# Bananas = Good Luck? Nov 12 CR Report



## SailFishQUepos (Mar 18, 2010)

*Nov 12*








Ok, before I explain the picture of the 350 pound 120 inch Black Marlin with a banana in his mouth (which was caught by us today), I'll have to take you back a few weeks. I decided I was going to start eating better. That meant lots of berries, fruit, veggies and juice. So I started bringing different healthy foods on the boat, in my lunchbox. One of those good wholesome foods was a banana. You know, potassium, helps to keep the cramps away, etc. Well, i quickly learned from a customer that you can't catch fish with a banana in the boat. Now, I have no doubt that bananas are a very, very evil thing while fishing in other parts of the world, but here in Costa Rica, I have the insider's knowledge that big, Costa Rican, fish don't like cramps either. Well, as it went, today I had my banana for lunch, in my lunchbox, and the mate started complaining that we could never catch a fish with it aboard. Granted it was only noon, and we already had a pair of sailfish released, he just kept going about bad luck, no bananas etc. ??? Knowing what I know about Costa Rica Marlin, and other big Costa Rican fish, I decided to just dispell the rumors once and for all, and I went ahead and put a really big hook in the banana, attached it to the 50 wide, and threw it out in the spread. Literally five minutes later, we were hooked up with the big one in the photo... So next time you're out and the fishing is slow, remember two things, eating bananas is great for keeping away the cramps, and bananas are best trolled from the shotgun, way back away from the boat. Oh yeah, and they swim better frozen!

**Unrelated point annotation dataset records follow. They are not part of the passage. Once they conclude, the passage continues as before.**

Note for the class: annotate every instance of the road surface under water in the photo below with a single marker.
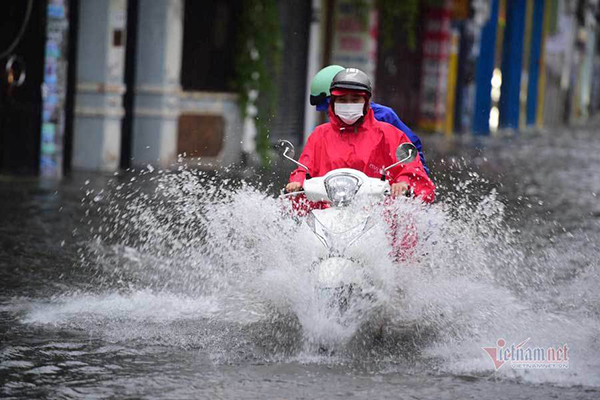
(187, 285)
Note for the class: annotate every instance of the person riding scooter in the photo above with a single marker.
(320, 97)
(355, 139)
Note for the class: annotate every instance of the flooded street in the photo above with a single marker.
(188, 285)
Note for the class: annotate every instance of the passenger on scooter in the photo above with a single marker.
(355, 139)
(320, 97)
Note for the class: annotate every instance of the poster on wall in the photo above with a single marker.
(355, 36)
(54, 89)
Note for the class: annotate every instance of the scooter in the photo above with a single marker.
(342, 282)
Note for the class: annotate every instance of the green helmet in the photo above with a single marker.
(319, 87)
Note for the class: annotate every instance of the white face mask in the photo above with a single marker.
(349, 112)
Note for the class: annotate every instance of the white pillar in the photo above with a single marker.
(99, 92)
(158, 87)
(315, 50)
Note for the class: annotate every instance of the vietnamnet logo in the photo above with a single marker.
(520, 356)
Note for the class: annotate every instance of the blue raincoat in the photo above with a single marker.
(386, 114)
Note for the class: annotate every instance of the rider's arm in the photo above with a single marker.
(414, 175)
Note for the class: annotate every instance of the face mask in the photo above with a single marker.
(349, 112)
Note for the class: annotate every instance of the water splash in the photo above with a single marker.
(199, 261)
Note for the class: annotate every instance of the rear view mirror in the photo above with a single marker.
(406, 153)
(287, 148)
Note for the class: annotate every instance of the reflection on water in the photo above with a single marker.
(178, 285)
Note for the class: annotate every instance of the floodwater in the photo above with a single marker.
(186, 285)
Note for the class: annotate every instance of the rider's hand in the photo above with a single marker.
(399, 189)
(293, 187)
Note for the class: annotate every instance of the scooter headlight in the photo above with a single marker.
(341, 189)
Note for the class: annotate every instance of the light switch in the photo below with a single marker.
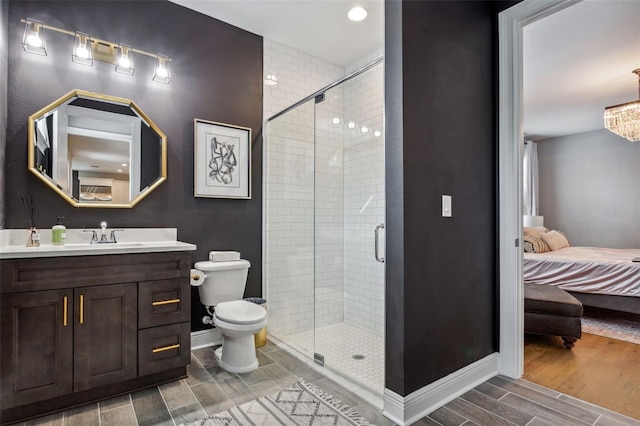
(446, 206)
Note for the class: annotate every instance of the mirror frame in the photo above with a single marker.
(75, 94)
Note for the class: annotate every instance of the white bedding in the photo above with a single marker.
(586, 270)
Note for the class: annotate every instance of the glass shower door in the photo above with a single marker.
(288, 227)
(348, 220)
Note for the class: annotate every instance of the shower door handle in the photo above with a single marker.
(378, 258)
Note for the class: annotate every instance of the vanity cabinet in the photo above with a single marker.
(79, 329)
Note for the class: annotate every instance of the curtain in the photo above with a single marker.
(530, 179)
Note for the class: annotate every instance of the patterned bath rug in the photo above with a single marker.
(299, 404)
(613, 324)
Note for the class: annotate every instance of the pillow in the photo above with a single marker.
(527, 246)
(538, 246)
(535, 231)
(555, 240)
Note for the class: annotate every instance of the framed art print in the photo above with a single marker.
(222, 160)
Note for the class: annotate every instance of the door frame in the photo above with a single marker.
(510, 144)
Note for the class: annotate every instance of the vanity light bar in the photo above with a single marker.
(118, 54)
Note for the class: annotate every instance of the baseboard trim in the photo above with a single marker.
(409, 409)
(205, 338)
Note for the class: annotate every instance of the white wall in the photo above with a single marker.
(589, 188)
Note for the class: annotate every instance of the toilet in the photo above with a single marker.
(221, 285)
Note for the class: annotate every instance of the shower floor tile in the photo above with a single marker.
(351, 351)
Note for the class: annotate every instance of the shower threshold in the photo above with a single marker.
(351, 352)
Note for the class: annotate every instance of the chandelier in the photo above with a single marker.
(624, 119)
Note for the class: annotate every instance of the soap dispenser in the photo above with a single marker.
(58, 233)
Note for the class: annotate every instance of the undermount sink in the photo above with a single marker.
(103, 246)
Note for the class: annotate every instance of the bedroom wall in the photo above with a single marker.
(217, 76)
(589, 188)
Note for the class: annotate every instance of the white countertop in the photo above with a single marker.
(130, 240)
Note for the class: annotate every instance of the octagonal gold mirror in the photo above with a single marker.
(97, 150)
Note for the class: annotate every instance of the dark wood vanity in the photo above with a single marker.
(78, 329)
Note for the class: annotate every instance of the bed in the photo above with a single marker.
(600, 277)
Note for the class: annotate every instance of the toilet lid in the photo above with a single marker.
(240, 312)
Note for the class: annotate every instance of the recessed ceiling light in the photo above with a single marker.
(357, 13)
(271, 80)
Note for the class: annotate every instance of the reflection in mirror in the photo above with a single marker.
(97, 150)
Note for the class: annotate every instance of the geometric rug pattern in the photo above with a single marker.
(299, 404)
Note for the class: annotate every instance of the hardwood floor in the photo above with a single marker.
(599, 370)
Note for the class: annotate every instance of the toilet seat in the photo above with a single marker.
(240, 312)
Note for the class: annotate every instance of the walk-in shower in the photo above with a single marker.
(324, 226)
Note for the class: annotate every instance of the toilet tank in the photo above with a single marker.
(224, 282)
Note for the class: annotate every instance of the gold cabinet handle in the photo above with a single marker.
(165, 348)
(81, 309)
(65, 310)
(165, 302)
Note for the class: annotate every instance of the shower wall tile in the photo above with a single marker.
(290, 203)
(364, 202)
(347, 204)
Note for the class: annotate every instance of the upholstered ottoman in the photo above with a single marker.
(551, 310)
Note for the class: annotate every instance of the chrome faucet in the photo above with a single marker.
(103, 225)
(103, 237)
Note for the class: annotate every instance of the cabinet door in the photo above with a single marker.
(37, 346)
(105, 340)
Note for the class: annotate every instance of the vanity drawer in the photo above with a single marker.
(163, 348)
(163, 302)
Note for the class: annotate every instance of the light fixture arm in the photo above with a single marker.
(95, 39)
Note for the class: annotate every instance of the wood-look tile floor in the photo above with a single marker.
(209, 389)
(603, 371)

Went inshore yesterday, and using regular fishing tackle released 4 Rooterfish, a jack and a Mackeral. Here are some other pictures from this month:























​


----------



## amarcafina (Aug 24, 2008)

Good luck ?? looks like the marlin Sh%t on your pants !!! Lol


----------



## SailFishQUepos (Mar 18, 2010)

amarcafina said:


> Good luck ?? looks like the marlin Sh%t on your pants !!! Lol


That's great! :thumbsup:

I'm the one with the camera though, see, it was my banana and my good luck. The guy with the Marlin poop forgot his :thumbup:


----------



## gator7_5 (Oct 4, 2007)

amarcafina said:


> Good luck ?? looks like the marlin Sh%t on your pants !!! Lol


 
Probably because it was so comfortable when he was being dragged over the side of the gunnel. 350lb fish love that.


----------



## Captain Woody Woods (Oct 2, 2007)

gator7_5 said:


> Probably because it was so comfortable when he was being dragged over the side of the gunnel. 350lb fish love that.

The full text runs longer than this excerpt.